O investimento em fundos no exterior ainda tem uma burocracia adicional. O
cidadão que possui mais de 100.000 dólares fora do Brasil precisará entregar uma
declaração anual ao Banco Central onde vai informar a quantidade de dinheiro que
possui no exterior e em que países estão os recursos.
Então quando vale a pena?
Com tantos empecilhos, especialistas indicam que os brasileiros mantenham
dinheiro aplicado no exterior em apenas duas situações. A primeira delas é para
quem já enviou dinheiro para fora do país no passado e não planeja trazê-lo de
volta porque pode precisar arcar com despesas em dólar no futuro. O outro caso é
para uma possível inversão no fluxo de moeda estrangeira ao Brasil. Nos últimos
anos, o dólar se desvalorizou muito, reduzindo o poder de compra local de quem
comprou a moeda americana lá atrás.

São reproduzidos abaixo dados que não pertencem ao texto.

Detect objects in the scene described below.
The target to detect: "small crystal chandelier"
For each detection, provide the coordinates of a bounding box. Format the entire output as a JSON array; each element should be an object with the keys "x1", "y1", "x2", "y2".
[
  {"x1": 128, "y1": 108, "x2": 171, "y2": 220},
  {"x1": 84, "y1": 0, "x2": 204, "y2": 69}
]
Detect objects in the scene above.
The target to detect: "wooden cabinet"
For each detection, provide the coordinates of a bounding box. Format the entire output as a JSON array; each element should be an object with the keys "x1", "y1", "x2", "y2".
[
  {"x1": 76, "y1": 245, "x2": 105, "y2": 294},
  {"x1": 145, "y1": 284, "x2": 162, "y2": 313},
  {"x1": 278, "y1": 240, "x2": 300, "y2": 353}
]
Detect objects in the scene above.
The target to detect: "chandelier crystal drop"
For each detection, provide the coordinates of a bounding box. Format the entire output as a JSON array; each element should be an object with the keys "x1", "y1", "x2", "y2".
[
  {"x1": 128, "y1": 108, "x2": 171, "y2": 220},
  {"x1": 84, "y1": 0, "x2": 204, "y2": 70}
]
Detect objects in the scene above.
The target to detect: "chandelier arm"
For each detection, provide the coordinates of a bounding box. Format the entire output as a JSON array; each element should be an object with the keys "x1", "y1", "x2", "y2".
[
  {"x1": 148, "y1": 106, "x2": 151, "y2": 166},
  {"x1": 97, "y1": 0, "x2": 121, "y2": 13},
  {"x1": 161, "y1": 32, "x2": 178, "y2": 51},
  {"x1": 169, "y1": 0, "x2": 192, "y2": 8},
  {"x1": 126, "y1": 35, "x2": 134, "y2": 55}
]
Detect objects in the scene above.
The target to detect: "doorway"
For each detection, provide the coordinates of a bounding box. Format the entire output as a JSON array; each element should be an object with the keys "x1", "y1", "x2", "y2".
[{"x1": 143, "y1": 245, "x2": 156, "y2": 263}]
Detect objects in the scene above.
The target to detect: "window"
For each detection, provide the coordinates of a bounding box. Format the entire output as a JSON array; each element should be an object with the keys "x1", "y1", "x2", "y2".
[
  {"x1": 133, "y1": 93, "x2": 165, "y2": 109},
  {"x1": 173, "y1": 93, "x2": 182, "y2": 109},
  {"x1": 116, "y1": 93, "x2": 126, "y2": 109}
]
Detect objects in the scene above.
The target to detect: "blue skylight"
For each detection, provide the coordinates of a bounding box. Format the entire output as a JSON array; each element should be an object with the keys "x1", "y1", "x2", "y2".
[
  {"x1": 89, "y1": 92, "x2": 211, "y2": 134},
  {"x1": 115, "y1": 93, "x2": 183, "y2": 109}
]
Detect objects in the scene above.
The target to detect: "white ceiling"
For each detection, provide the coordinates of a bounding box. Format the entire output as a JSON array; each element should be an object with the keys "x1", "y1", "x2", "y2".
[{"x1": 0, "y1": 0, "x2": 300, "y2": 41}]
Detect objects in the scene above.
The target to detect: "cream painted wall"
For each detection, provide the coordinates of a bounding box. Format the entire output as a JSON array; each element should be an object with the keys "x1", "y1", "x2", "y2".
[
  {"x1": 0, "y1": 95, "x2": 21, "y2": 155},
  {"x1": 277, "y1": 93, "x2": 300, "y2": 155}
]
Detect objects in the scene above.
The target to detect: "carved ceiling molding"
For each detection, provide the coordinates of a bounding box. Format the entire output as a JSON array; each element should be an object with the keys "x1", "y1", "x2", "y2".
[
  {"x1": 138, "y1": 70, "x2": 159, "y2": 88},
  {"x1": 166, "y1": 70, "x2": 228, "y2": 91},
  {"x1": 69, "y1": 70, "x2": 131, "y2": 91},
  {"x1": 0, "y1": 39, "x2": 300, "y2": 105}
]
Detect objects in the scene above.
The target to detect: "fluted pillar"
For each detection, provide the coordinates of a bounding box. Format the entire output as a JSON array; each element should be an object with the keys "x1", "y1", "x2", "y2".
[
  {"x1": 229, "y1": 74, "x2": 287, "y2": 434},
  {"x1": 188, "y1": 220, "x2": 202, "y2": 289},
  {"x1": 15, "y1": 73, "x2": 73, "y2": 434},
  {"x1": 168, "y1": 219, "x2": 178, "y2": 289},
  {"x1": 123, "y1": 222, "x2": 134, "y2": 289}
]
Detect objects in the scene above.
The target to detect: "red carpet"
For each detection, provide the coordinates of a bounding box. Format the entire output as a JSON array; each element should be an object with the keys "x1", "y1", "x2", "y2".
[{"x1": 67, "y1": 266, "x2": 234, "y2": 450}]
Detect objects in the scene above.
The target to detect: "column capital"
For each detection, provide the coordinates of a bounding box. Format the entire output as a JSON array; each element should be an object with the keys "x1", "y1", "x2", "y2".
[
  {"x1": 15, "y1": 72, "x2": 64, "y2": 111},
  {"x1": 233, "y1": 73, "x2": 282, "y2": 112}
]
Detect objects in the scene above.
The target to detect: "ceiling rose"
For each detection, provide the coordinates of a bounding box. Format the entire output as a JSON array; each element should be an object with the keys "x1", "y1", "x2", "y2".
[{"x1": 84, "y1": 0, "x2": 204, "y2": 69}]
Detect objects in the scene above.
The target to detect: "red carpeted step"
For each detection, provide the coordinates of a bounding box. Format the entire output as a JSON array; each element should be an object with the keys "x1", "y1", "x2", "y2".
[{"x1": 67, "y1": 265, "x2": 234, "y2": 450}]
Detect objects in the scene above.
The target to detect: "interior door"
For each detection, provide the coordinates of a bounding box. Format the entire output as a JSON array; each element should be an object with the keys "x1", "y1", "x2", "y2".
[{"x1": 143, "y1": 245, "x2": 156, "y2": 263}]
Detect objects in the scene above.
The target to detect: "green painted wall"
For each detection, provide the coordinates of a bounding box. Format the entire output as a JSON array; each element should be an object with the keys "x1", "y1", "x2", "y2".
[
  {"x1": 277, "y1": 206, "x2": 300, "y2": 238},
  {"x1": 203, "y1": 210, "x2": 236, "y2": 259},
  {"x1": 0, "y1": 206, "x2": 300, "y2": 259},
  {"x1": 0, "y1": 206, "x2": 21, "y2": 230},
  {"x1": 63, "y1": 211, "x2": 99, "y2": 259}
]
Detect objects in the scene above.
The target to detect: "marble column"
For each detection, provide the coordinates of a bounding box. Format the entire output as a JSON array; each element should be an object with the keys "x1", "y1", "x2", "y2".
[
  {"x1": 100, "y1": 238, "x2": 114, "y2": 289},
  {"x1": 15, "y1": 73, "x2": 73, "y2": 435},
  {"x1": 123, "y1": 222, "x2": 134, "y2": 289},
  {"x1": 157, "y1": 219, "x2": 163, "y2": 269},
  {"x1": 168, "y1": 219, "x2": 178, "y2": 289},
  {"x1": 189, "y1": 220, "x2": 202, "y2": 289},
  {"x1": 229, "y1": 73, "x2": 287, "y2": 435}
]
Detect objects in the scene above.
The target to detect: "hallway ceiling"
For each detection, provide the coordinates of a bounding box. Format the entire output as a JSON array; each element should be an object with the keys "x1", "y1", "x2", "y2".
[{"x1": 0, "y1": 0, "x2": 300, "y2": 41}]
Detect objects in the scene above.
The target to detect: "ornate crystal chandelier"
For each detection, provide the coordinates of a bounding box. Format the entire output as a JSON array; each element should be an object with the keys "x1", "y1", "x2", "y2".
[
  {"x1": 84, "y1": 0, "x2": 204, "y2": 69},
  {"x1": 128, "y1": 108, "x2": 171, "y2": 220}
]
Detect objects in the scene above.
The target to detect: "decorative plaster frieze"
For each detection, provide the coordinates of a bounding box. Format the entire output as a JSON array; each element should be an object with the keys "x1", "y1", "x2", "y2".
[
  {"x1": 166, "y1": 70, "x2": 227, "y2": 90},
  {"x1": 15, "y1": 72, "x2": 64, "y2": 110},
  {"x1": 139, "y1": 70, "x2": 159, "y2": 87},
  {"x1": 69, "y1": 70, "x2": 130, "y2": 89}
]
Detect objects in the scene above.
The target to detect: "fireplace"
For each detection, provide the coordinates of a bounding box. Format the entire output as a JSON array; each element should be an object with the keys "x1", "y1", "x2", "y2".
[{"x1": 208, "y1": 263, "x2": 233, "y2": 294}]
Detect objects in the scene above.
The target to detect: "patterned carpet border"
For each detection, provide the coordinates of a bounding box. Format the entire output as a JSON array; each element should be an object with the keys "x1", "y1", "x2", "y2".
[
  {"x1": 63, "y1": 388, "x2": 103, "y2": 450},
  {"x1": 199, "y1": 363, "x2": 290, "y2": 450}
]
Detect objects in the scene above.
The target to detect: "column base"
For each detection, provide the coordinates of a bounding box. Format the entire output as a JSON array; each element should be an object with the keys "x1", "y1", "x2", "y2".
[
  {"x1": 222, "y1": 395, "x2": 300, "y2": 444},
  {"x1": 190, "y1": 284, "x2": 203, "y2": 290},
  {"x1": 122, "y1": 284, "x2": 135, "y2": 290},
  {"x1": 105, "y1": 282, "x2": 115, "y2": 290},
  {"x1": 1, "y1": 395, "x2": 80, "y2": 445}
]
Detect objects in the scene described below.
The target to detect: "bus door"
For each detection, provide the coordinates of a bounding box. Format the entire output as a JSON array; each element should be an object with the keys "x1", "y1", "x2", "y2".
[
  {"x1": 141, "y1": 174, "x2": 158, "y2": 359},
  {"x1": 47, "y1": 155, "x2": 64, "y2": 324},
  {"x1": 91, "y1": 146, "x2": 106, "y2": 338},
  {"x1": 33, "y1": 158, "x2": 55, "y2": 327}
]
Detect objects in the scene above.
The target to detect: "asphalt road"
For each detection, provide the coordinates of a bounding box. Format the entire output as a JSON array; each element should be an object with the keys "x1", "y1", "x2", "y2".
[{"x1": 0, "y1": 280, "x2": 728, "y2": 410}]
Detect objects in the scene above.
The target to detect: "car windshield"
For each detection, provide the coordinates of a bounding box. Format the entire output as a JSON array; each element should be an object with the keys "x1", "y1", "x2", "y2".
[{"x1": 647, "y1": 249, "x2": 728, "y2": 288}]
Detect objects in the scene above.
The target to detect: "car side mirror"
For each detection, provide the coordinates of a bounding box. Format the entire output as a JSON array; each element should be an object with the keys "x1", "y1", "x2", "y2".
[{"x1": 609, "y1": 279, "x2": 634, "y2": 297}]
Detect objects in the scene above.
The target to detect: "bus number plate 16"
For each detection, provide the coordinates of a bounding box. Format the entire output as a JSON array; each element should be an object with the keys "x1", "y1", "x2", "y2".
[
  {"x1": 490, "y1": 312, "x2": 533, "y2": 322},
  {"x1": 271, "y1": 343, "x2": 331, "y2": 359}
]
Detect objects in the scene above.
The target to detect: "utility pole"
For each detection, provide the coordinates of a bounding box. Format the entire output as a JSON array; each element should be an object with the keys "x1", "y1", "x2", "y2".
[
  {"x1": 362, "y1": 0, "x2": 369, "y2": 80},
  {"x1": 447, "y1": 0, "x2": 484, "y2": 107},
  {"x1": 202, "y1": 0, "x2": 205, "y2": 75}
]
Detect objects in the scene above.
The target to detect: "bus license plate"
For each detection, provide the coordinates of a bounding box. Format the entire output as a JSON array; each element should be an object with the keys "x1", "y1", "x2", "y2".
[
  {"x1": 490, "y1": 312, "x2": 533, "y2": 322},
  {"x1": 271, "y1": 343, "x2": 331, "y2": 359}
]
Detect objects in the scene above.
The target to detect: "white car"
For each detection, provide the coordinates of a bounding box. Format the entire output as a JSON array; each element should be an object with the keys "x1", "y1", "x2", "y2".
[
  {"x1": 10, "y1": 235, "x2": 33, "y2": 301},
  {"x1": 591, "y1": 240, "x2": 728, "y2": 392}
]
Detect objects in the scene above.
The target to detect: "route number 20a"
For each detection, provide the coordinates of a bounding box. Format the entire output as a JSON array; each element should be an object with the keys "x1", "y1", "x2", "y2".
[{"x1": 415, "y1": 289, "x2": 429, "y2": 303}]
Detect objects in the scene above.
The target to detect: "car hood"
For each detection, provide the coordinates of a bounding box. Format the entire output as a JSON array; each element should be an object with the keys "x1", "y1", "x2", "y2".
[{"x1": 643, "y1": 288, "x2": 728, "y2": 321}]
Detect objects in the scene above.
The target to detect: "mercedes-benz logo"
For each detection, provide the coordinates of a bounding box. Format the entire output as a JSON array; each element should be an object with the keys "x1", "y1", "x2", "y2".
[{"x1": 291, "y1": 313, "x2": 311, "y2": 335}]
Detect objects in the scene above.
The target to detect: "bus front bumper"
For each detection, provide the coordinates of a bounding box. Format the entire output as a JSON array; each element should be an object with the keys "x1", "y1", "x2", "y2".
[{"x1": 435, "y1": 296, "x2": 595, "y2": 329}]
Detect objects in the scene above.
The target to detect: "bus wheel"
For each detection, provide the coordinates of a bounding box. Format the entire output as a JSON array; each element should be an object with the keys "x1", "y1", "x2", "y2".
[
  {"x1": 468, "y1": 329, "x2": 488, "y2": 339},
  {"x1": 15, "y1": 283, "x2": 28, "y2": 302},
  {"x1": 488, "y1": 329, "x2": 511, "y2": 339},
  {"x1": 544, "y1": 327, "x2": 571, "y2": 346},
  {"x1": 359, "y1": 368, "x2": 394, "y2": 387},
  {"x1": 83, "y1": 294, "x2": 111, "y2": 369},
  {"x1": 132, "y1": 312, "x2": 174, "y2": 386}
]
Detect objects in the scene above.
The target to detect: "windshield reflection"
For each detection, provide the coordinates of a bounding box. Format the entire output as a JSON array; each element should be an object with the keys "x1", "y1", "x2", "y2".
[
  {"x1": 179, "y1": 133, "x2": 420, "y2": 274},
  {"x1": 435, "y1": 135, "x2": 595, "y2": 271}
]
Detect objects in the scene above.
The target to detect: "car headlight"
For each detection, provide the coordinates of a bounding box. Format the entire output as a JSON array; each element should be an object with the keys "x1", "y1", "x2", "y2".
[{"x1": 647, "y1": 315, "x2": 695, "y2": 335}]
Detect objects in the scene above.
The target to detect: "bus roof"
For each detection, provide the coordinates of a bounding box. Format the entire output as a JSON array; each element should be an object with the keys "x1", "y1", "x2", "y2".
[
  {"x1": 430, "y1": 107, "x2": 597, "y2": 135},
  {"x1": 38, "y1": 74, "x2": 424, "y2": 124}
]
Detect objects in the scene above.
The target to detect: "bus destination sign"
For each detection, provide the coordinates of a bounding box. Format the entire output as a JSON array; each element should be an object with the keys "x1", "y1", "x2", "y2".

No entanto, com a expectativa de aumento do
déficit brasileiro em conta corrente para 60 bilhões de dólares em 2010, já há
no mercado quem acredite que o câmbio vai para cima em breve. "Se o dólar
continuar em baixa, não é inteligente investir fora do país", diz Jan Karsten,
diretor de investimento do Citibank no Brasil. "O Brasil vive um ótimo momento
econômico e há muitas alternativas interessantes de investimento por aqui", diz
.
Já Otávio Vieira, diretor de investimentos do Safdié Gestão de Patrimônio,
afirma que a diversificação da carteira é o maior objetivo dos clientes que lhe
procuram para investir no exterior. Um especialista que pediu para não ser
identificado diz que, entre seus clientes, há uma empresa que terá de pagar um
compromisso em coroas norueguesas dentro de alguns meses e não consegue fechar
internamente um contrato que a proteja desse risco. Outro exemplo é de um
empresário do setor siderúrgico que quer ter uma exposição em ações do setor de
consumo na China e não encontra na bolsa brasileira opções de investimento. Ou
então um rico empresário que já planeja sua sucessão financeira e soube que em
algum país há uma legislação mais favorável para a transmissão de heranças. A
partir desses exemplos, é possível inferir que investir no exterior é mesmo para
poucos.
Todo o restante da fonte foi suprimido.